Use oil wealth to better lot of Nigerians, U.S. tells FG
• Tompolo loses father
The Deputy Chief of Mission at the United States Embassy in Nigeria, David Young, yesterday, said the nation’s major challenge remains transforming its oil wealth into improvement in the life of the average citizen. A development, he noted, “the United States felt very strongly about.”
Speaking during a courtesy call on Governor Seriake Dickson in Yenagoa, the Bayelsa State capital, the envoy said the U.S. believes that all stakeholders must be engaged in a genuine dialogue to find an equitable solution to the Niger Delta impasse.
Young held that the region remains critical to the nation just as his country views Nigeria as important and critical partner.Accompanied by other top embassy officials, including the Consul-General, John Bray and the Chief of Political and Economy section, Tom Hines, he urged Nigerians to work for common goals to end violence and curb criminal activities.
Young also stressed the need for government to establish conditions and mechanisms over time and provide economic services to Niger Delta people and the entire citizenry.
“United States officials visit regularly in our engagement with senor officials and we focus on promoting transparency and fiscal responsibility.“Nigeria is a very, very important and critical partner of the United States and the Niger Delta is a critical region as well, within the country so we are very committed to engaging with and being involved in a very important and ongoing way,” he said.
Governor Dickson said the state knows fully that the issues affecting the region could be resolved amicably through dialogue.While describing Bayelsa as the epicentre, he said working together honestly and sincerely with a clear roadmap was one of the genuine steps to resolving the impasse. Meanwhile, former militant leader, Government Ekpemupolo (aka Tompolo), has lost his father, Thomas.

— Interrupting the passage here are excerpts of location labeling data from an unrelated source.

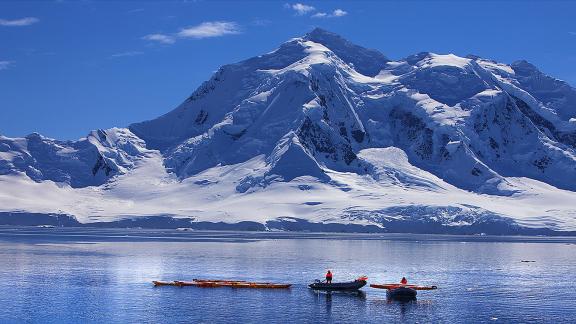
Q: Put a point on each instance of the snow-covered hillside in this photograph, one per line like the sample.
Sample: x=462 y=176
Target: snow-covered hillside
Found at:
x=322 y=134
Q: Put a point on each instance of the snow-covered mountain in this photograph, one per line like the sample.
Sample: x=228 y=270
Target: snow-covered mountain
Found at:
x=323 y=134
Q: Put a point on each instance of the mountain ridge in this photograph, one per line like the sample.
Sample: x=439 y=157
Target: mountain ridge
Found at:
x=317 y=112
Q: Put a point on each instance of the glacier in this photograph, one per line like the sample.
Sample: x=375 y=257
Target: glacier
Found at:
x=322 y=134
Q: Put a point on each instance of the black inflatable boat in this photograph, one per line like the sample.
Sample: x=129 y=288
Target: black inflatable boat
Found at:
x=339 y=286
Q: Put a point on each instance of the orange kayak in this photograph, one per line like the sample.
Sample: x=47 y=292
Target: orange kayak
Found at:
x=395 y=286
x=164 y=283
x=230 y=283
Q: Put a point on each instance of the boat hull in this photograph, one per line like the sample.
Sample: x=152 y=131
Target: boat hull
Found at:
x=338 y=286
x=402 y=293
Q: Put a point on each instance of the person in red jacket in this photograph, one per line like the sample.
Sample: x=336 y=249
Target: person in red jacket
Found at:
x=328 y=277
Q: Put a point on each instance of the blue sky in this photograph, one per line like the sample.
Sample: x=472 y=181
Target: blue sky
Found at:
x=67 y=67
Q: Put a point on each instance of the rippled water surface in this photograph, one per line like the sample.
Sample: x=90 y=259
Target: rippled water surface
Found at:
x=89 y=275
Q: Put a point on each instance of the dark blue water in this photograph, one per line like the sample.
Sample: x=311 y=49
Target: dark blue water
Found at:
x=86 y=275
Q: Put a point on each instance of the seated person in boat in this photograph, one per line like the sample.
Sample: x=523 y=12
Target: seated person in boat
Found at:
x=328 y=277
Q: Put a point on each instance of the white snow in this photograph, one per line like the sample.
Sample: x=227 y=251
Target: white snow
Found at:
x=326 y=131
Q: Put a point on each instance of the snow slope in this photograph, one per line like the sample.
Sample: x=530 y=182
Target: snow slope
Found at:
x=324 y=131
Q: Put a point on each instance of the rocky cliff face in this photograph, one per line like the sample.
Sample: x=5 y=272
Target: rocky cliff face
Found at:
x=341 y=117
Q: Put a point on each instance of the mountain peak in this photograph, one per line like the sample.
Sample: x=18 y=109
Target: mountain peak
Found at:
x=366 y=61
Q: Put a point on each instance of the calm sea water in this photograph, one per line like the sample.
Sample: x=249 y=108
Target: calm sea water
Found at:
x=90 y=275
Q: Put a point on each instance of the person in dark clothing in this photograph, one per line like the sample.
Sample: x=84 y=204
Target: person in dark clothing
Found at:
x=328 y=277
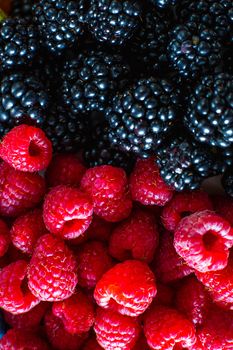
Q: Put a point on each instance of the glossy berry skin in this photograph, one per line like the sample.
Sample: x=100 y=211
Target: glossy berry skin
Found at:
x=65 y=169
x=19 y=191
x=193 y=300
x=165 y=327
x=93 y=261
x=67 y=211
x=52 y=270
x=184 y=204
x=203 y=240
x=26 y=148
x=127 y=288
x=146 y=184
x=26 y=230
x=135 y=238
x=76 y=313
x=115 y=331
x=168 y=265
x=12 y=298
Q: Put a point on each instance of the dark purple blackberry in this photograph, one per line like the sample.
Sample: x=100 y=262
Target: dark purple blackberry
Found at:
x=113 y=21
x=59 y=23
x=100 y=151
x=19 y=43
x=194 y=49
x=210 y=111
x=184 y=164
x=23 y=99
x=143 y=115
x=90 y=80
x=67 y=131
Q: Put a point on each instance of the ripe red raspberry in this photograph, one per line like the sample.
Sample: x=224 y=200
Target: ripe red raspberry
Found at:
x=67 y=211
x=193 y=300
x=135 y=238
x=128 y=288
x=184 y=204
x=115 y=331
x=26 y=230
x=52 y=270
x=26 y=148
x=76 y=313
x=29 y=320
x=93 y=261
x=15 y=296
x=203 y=240
x=15 y=339
x=19 y=191
x=165 y=327
x=168 y=265
x=59 y=338
x=4 y=238
x=108 y=188
x=65 y=169
x=146 y=184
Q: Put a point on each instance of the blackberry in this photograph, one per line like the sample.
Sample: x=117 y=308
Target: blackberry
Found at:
x=91 y=79
x=143 y=115
x=66 y=131
x=113 y=21
x=210 y=110
x=194 y=49
x=23 y=99
x=100 y=151
x=59 y=23
x=19 y=43
x=184 y=164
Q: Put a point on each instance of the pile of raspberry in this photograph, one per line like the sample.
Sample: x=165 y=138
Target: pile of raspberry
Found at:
x=97 y=259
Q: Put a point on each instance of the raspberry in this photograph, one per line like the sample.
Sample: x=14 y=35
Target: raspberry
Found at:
x=4 y=238
x=17 y=340
x=220 y=284
x=115 y=331
x=128 y=288
x=203 y=240
x=184 y=204
x=15 y=296
x=52 y=270
x=26 y=148
x=76 y=313
x=193 y=300
x=164 y=327
x=29 y=320
x=26 y=230
x=19 y=191
x=65 y=169
x=135 y=238
x=93 y=261
x=168 y=265
x=108 y=188
x=67 y=211
x=146 y=184
x=58 y=337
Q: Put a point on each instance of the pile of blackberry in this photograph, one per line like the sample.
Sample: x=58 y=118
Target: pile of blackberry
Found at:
x=122 y=79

The senior Ekpemupolo, passed on yesterday around 10:00a.m. at an undisclosed hospital in Delta State according to a very reliable source.The 72-year-old was reportedly injured during the military invasion of Kurutie, his hometown in Gbaramatu community during the search for his son, and had been hospitalised ever since.
Although the immediate cause of his death was not known as at press time, but the source however, said: “He gave up this morning at about 10:00a.m. as he has been battling for life for some months.”